Montague George "Monty" Westmore (June 12, 1923 – November 13, 2007) was part of the third generation of the Westmore family of American make-up artists in film and television who worked on over 75 films and television series since 1950. He was the brother of make-up artist Michael Westmore and uncle of actress McKenzie Westmore.

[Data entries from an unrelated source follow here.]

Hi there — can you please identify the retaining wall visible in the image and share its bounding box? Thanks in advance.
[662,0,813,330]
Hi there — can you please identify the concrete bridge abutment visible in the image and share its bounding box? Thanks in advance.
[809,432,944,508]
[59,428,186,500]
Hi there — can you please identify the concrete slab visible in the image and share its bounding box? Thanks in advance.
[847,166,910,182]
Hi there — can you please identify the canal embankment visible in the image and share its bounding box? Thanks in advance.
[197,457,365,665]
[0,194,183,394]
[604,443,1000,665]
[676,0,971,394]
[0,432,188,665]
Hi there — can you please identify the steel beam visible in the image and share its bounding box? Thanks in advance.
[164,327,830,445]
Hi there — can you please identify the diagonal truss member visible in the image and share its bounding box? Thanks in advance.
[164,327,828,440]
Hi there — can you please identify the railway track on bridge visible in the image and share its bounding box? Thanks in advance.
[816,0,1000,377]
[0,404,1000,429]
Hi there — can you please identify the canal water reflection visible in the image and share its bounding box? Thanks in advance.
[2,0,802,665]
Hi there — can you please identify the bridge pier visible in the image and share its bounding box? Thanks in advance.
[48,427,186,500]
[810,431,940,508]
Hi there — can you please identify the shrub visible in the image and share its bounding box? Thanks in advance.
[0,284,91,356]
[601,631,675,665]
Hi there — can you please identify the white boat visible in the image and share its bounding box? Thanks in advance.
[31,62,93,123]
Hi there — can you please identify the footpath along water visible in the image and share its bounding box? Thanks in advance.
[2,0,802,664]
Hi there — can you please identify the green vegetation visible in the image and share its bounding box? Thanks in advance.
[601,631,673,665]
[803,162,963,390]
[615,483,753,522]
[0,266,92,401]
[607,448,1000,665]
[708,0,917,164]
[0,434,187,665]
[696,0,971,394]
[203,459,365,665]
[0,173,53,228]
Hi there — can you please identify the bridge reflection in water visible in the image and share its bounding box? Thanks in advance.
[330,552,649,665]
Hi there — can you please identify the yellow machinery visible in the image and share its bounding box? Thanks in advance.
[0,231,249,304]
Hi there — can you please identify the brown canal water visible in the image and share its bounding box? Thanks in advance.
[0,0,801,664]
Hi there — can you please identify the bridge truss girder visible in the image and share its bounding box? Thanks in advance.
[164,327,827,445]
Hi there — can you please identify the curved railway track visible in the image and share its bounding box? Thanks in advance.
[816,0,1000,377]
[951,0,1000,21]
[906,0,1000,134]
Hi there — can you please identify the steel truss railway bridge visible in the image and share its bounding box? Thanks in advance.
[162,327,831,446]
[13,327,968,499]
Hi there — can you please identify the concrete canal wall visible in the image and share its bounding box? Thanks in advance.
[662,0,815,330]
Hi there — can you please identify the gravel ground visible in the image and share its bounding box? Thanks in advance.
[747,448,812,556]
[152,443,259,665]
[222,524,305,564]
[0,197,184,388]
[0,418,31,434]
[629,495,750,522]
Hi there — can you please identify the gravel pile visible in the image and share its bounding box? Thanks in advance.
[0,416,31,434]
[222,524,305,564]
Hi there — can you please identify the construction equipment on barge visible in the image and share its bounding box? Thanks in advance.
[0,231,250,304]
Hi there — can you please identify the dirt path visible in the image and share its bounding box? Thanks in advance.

Westmore spent seven seasons as make-up artist on The Adventures of Ozzie and Harriet.  He was screen legend Joan Crawford's personal make-up artist on the films What Ever Happened to Baby Jane? and Strait-Jacket and was a beneficiary of Crawford's will after her death in 1977.  Westmore later served as Paul Newman's personal make-up artist on seventeen of the actor's films over the course of nearly three decades. 
 
Westmore shared the 1991 Best Makeup Academy Award nomination for his work as assistant makeup supervisor on Steven Spielberg's Hook. He also received an Emmy Award nomination for the 1983 ABC drama Who Will Love My Children? starring Ann-Margret, and again in the 1996 HBO movie The Late Shift.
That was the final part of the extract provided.